VPR’s Nina Keck reports:

(Keck) Pittsford resident Peg Flory was over forty when she decided to be a lawyer.

(Flory) “Back when I was in high school, if you were female and you were interested in law, then people said why don’t you be a legal secretary? So I did.”

(Keck) Then she got married and had kids. When her youngest started school, she went back to work as a legal secretary. Her grade school classmate, Joan Wing tells a similar story. Wing was a single mother who worked as a paralegal in Rutland. Both women went on to be successful lawyers but neither went to law school. They didn’t even finish college.

(Wing) “I’m kind of proud that I didn’t – it’s kind of a perversity that amuses me when people ask. The only diploma I have is from high school.”

(Keck) Wing and Flory took part in Vermont’s law office study program. Legal apprenticeships are still recognized in seven states, but the requirements vary greatly.

In Vermont, participants don’t need a college degree, but they must have completed three quarters of their undergraduate course work.
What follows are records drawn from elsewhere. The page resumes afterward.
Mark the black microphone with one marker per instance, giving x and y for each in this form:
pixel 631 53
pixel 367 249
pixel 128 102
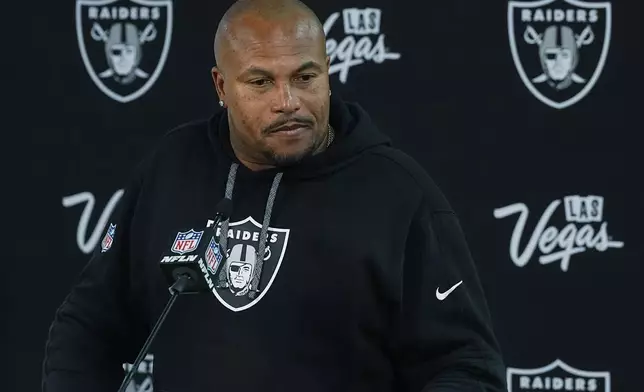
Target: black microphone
pixel 186 276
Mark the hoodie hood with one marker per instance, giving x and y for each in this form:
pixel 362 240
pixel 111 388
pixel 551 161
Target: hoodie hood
pixel 355 133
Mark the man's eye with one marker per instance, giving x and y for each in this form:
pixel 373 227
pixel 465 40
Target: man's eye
pixel 305 78
pixel 259 82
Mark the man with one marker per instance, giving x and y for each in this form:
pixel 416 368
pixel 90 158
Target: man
pixel 356 275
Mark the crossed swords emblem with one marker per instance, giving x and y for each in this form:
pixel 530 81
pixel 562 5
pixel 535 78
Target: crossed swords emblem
pixel 148 34
pixel 533 38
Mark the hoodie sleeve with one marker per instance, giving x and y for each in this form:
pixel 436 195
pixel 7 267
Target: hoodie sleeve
pixel 96 329
pixel 446 339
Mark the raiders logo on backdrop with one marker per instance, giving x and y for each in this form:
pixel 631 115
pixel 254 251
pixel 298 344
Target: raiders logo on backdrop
pixel 233 279
pixel 557 376
pixel 559 47
pixel 124 43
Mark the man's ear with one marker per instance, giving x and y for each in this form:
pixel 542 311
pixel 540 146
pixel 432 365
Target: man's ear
pixel 218 80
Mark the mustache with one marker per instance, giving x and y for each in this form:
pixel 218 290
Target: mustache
pixel 304 121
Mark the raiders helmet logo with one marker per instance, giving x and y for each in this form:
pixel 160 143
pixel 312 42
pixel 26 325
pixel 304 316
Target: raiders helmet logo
pixel 243 270
pixel 124 43
pixel 559 47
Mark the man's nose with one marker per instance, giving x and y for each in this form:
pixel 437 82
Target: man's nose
pixel 287 100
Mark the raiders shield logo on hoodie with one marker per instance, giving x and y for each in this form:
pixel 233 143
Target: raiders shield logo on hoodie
pixel 124 43
pixel 243 277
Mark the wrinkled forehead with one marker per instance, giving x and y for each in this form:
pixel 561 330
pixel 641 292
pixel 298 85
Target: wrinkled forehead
pixel 281 44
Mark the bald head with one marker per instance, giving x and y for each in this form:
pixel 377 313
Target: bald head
pixel 272 77
pixel 246 20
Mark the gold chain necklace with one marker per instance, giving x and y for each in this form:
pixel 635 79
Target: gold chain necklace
pixel 330 137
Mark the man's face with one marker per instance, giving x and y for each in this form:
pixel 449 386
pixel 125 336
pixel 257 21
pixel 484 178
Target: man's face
pixel 558 62
pixel 276 87
pixel 240 274
pixel 123 58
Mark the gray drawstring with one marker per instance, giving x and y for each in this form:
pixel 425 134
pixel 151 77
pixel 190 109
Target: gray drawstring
pixel 263 237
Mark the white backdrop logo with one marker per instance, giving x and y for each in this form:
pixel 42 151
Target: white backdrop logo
pixel 580 234
pixel 557 376
pixel 559 47
pixel 357 47
pixel 124 43
pixel 87 244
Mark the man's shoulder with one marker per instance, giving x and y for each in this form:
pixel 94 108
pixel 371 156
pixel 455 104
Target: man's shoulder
pixel 404 168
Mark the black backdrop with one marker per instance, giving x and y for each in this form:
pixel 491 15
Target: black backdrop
pixel 461 89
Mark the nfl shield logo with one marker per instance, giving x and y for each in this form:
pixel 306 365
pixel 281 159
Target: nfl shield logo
pixel 106 244
pixel 124 43
pixel 213 256
pixel 559 47
pixel 186 241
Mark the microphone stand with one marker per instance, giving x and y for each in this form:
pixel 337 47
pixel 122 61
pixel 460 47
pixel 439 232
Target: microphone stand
pixel 175 290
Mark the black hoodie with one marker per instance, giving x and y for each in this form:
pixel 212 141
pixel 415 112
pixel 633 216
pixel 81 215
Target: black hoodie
pixel 366 283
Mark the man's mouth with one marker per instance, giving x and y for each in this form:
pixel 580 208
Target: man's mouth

Then they have to spend 25 hours a week for four years studying alongside a licensed attorney.

(Flory) “Alright, you’re going to take this pile here and you’ve got the two estates you’ve been working on. Any questions on them?”

(Rogers) “No, I’ll start working on them right away.”

(Keck) Peg Flory is now a mentor herself. She’s been working with Shelly Rogers for two-and-a-half years. Flory doesn’t get paid, but says she benefits by having Roger’s help as a legal assistant. Every six months, Rogers has to submit a detailed progress report to the state board of bar examiners for approval. That’s about it when it comes to oversight, which Rogers says is unnerving.

(Rogers) “You feel like sometimes maybe you’re not covering everything you need to and you really won’t know until you take the bar exam, what you’ve missed.”

(Keck) Lawyers who’ve completed the program say to be successful you have to teach yourself. Flory ran for local office to better understand municipal law; she took continuing legal education courses when she could, asked other lawyers for help if she needed to and read – a lot.

Flory says it’s a very hands-on approach to learning.

(Flory) “After the clerking I think it’s much easier for you to practice law because you’ve been doing it for four years. But it’s much easier to pass the bar exam when you’ve spent three years in law school studying how to pass the bar exam. That’s a real difference.”

(Keck) Women outnumber men in apprenticeship programs nationwide and participants tend to be older than traditional law school students.

Flory jokes that she passed the bar exam the same week she learned she was going to be a grandmother. But the program can be limiting as participants typically can’t practice in other states. Still, in Vermont, those who have gone through it don’t seem to have suffered professionally.

Joan Wing was elected president of the Vermont Bar Association in 1996. Peg Flory is a respected state lawmaker. Vermont Superior Court Judge Amy Davenport studied law this way as did State Supreme Court Justice Marilyn Skoglund. Maryann Zavez clerked in the 1980s. She’s now a tenured professor at Vermont Law School.

(Zavez) “Whenever people that I know who did the law office study program and you know become judges or something like that – I do go – oh, good for them. There is just sort of this sense, a sort of club or just knowing what it probably took for them to get to where they are.”

(Keck) The seven states that recognize legal apprenticeships have no plans to do away with them. But legal experts say it’s unlikely more states will create similar programs. Instead, many law schools are looking more like apprenticeship programs – with flexible schedules and even paid internships.

For Vermont Public Radio, I’m Nina Keck.